The midfielder has just 31 caps, and only 11 in the past four years, so while it may not be a huge shock, he can look at the midfield options and count himself unlucky.
Not a player to grab the headlines, or indeed the game by the scruff of the neck, Carrick is however one of the few English players comfortable in possession. The ‘quarter-back’ tag has perhaps been used more in derision, but remains a technically astute player.
Last year he was voted United’s Player of the Year and named in the PFA Team of the Year, so he is more widely appreciated by his peers than those in the stands.
Like his Old Trafford team-mates, his form has not reached the same heights this year, but he may be paying a very heavy price for the spectacular downturn in fortunes since Alex Ferguson left last summer.
One of the first names on David Moyes’ team-sheets, he was certainly no worse than any of his colleagues, though that might not be the strongest barometer.
And whatever the opinion on Carrick, the biggest argument should rest on whether he is better than the options Hodgson ultimately chose?
This is England’s second youngest World Cup squad ever chosen. A glance at the caps accumulated points to huge potential, yet even greater inexperience at the highest level.
Aside from Steven Gerrard, Frank Lampard and James Milner, there is little experience to call on should England reach the knock-out stages and look to eek out a result. And that is if they even get that far.
Carrick has more Three Lions appearances than Alex xlade-Chamberlain, Jordan Henderson, Ross Barkley, Adam Lallana and Raheem Sterling combined. Jack Wilshere, an injury concern, has just 15 caps.
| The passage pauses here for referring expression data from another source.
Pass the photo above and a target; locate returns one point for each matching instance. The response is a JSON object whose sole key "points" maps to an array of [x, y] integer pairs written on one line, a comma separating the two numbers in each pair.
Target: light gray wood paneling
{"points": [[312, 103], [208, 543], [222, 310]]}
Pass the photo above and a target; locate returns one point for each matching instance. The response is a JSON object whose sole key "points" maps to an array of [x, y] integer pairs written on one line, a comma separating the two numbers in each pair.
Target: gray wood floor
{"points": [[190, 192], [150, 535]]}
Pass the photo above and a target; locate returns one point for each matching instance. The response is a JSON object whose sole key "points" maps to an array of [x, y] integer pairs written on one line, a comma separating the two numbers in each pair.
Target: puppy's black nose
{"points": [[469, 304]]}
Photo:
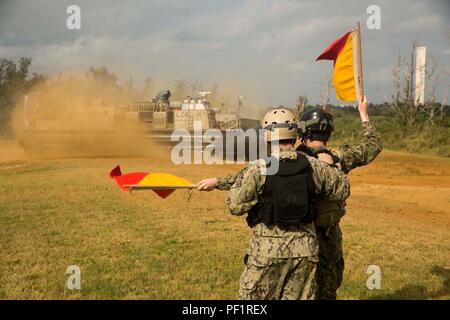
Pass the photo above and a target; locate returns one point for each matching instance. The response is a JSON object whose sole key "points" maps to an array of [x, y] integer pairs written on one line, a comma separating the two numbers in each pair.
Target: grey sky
{"points": [[265, 49]]}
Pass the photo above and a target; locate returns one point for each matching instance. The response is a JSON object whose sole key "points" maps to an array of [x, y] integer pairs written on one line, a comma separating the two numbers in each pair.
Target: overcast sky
{"points": [[264, 49]]}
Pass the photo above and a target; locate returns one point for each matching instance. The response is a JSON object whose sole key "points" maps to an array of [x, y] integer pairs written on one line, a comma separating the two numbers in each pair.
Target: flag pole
{"points": [[359, 61]]}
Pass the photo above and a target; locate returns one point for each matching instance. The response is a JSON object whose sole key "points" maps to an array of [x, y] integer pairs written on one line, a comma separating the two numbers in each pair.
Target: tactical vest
{"points": [[287, 196], [327, 212]]}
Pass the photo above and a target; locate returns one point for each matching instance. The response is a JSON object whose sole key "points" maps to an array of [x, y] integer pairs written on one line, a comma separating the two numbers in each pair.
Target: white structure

The afore-mentioned are outstanding talents, but lack experience in big games. They will be primed for the European Championships in 2016, but Brazil may be too soon for such a big group.
Milner in particular can count himself fortunate to be included, while the Lampard-Gerrard partnership is unlikely to finally come good in the twilight of their respective careers.
Carrick will never be a crowd pleaser and has to an extent failed to deliver on his underage potential – despite an impressive medal collection – but Hodgson may rue placing so much faith in such an inexperienced group vying for midfield positions.